4.1. Biased exploration

LCS are being considered as self-adaptive and autonomous learners. However, in order to reach full autonomy, the credit assignment part must decide on their own when to exploit the existing knowledge by taking the most promising action and when to deliberately select an action that is not apparent best to gain additional knowledge potentially.

This decision is commonly referred to as the explore/exploit (E/E) dilemma, since obtaining new knowledge through exploration incurs a short-term performance loss, while too much exploitation risks staying on an unnecessarily low level of performance in the long term [55]. In a typical exploration phase, the action is selected randomly with the intention of an unbiased exploration.

Such exploration might be inefficient for real-valued environments where the search space is presumably large. Certain regions of space might be explored multiple times, while the other ones remain unknown. Therefore, an approach towards optimizing the process of acquiring knowledge by suggesting more valuable actions is considered herein.

At first, model learning capabilities in ALCS was enhanced by Stolzmann and Butz by using behavioural capabilities (internal reinforcement learning or lookahead action selection) in [130] and by introducing the action planning mechanism [131] [89].

Later, Butz suggested that by using computationally inexpensive methods by biasing exploration towards specially chosen regions of search-space, the model can be learned locally [132].

This chapter aims to narrow the existing gap in research by experimentally comparing four biased exploration strategies. Any ALCS agent operating a large realm of observation space might take advantage of the possibility of improving the time needed to form an internal model. First, a baseline method - epsilon-greedy, which is a default option for LCS, will be described. Later two methods were introduced by Butz - action-delay and knowledge-array bias. They examine the match set \([M]\) searching for indications of which action might result in the highest information gain. Eventually, the latter approach is inspired by an “Optimistic Initial Values” approach described by Sutton in [55]. This strategy turned out to be very effective for Multi-armed bandit problems, where the main objective is to select the most promising action and was never examined in any LCS domain.

Epsilon-Greedy (EG)

In the epsilon-greedy approach, the agent equally discovers all regions from the input-space, not favouring any specific behaviour.
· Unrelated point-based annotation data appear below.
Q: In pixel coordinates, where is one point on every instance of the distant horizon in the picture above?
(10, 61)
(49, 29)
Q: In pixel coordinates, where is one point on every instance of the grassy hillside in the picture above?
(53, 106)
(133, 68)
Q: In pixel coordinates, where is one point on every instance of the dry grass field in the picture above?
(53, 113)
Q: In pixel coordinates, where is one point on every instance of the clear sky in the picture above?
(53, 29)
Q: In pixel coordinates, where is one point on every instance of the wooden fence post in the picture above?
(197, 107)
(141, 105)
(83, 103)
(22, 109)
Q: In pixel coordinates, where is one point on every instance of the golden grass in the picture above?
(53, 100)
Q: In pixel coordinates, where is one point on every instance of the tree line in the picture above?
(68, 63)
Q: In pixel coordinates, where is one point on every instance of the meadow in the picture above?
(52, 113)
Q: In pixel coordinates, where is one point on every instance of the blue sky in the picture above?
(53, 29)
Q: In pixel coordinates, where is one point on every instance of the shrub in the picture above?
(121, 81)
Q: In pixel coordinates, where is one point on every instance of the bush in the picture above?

In each step, random action is executed with \(p_{explr}\) or \(\epsilon\) probability. Then it is chosen uniform randomly from classifiers composing a match set \([M]\). In the case of \(1-p_{explr}\), action from the most fitted classifier is executed. By doing so, the agent can occasionally perform the move he thinks is the best at a given time, reinforcing its beliefs about the consequences.

Action-Delay (AD)

This bias is based on the recency-based principle assuming that the action executed a long time ago might introduce new situation-action-effect triples. To determine which action was executed most long ago at the current time \(t\) the \(t_{alp}\) field of all classifiers in a match set \([M](t)\) is analyzed. For situation \(\sigma(t)\) the action of classifier \(cl\) with the lowest value of \(t_{alp}\) is selected.
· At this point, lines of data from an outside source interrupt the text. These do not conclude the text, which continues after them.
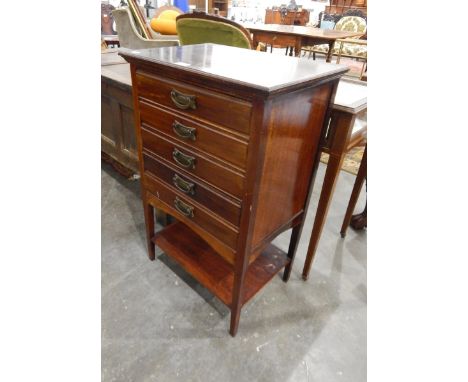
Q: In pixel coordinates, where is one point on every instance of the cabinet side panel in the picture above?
(293, 135)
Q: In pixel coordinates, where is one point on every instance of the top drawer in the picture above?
(195, 102)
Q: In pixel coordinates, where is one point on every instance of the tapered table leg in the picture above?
(149, 223)
(360, 177)
(331, 44)
(342, 124)
(329, 183)
(293, 243)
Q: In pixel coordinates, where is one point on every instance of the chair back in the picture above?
(129, 36)
(200, 28)
(351, 24)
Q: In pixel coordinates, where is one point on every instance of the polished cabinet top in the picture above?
(259, 70)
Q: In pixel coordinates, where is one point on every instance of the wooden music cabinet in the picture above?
(274, 16)
(230, 150)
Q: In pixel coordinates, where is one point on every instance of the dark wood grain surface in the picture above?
(301, 31)
(238, 65)
(199, 259)
(279, 120)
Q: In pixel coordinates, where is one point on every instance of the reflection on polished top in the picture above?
(258, 70)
In case there exists an action not represented by any classifier in \([M](t)\) that it is assumed to be experienced most long ago (if ever) and therefore chosen for execution.

Knowledge Array (KA)

This method, on the contrary, is based on the error-based principle. A classifier quality \(q\) metric denoting the accuracy of predictions for each individual can be used to measure it.
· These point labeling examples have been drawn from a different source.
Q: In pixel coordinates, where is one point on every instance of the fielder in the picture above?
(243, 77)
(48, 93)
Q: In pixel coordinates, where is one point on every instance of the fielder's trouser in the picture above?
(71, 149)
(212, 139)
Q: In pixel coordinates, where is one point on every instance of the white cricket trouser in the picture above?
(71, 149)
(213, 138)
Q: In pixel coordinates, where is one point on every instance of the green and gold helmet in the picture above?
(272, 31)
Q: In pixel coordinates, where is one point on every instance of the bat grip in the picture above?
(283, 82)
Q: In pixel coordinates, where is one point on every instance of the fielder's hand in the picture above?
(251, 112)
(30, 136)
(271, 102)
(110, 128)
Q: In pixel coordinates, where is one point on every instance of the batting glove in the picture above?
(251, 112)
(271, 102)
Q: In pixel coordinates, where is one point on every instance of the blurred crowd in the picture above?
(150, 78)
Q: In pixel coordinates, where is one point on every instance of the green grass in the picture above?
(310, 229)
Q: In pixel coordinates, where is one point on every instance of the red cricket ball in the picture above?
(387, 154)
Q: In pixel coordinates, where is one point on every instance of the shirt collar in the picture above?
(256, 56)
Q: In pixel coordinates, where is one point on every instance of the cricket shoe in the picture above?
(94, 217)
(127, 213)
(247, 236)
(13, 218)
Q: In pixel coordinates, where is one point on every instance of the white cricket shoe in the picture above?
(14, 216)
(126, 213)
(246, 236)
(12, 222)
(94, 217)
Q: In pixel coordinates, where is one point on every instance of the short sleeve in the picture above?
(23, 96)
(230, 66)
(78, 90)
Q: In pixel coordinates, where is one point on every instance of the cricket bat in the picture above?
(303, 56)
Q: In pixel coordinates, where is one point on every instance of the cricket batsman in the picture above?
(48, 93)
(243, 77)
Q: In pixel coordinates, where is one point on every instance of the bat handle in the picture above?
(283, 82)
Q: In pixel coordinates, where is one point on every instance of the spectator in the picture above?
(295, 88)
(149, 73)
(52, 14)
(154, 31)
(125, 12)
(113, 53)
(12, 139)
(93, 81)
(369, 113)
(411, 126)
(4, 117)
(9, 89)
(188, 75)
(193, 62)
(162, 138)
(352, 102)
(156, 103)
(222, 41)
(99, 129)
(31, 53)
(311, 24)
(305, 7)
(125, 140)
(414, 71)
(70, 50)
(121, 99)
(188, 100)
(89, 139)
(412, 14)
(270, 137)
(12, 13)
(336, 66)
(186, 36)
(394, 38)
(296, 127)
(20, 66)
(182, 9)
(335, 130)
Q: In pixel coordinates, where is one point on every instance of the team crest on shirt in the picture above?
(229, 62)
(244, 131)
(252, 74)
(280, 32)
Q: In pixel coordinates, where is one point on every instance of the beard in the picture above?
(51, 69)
The bias generates the knowledge array KA from classifiers in a match set \([M]\) in which each entry specifies the averaged quality for the anticipation for each possible action - see Equation (4.1).

(4.1)\[KA[a] = \frac{\sum_{cl \in [M] \wedge cl.A = a}cl.q \cdot cl.num}{\sum_{cl \in [M] \wedge cl.A = a} cl.num}\]

An action with the lowest value in the knowledge array is selected for execution. Similarly, as in the action delay bias, if any classifiers do not express actions, they are chosen first.

Optimistic Initial Quality (OIQ)

By default, newly created classifiers \(cl\) have the initial quality set to \(cl.q = 0.5\). It can be said that they are biased towards their initial quality. In practice, it should not be a problem because this value will converge to optimal ones over a set of trials. Changing this parameter provides an easy way of supplying the agent with the confidence of the generated classifiers.

In this method, the agent’s behaviour was parametrized by an extra parameter - initial quality - \(q_0\). Every time a new classifier is generated, its quality is set to new value \(cl.q = q_0\).

In all the experiments, there was fixed \(q_0 = 0.8\), expecting the agent to build an internal model of knowledge representation faster (especially in the early stages). For the action selection strategy, the default epsilon-greedy method was chosen.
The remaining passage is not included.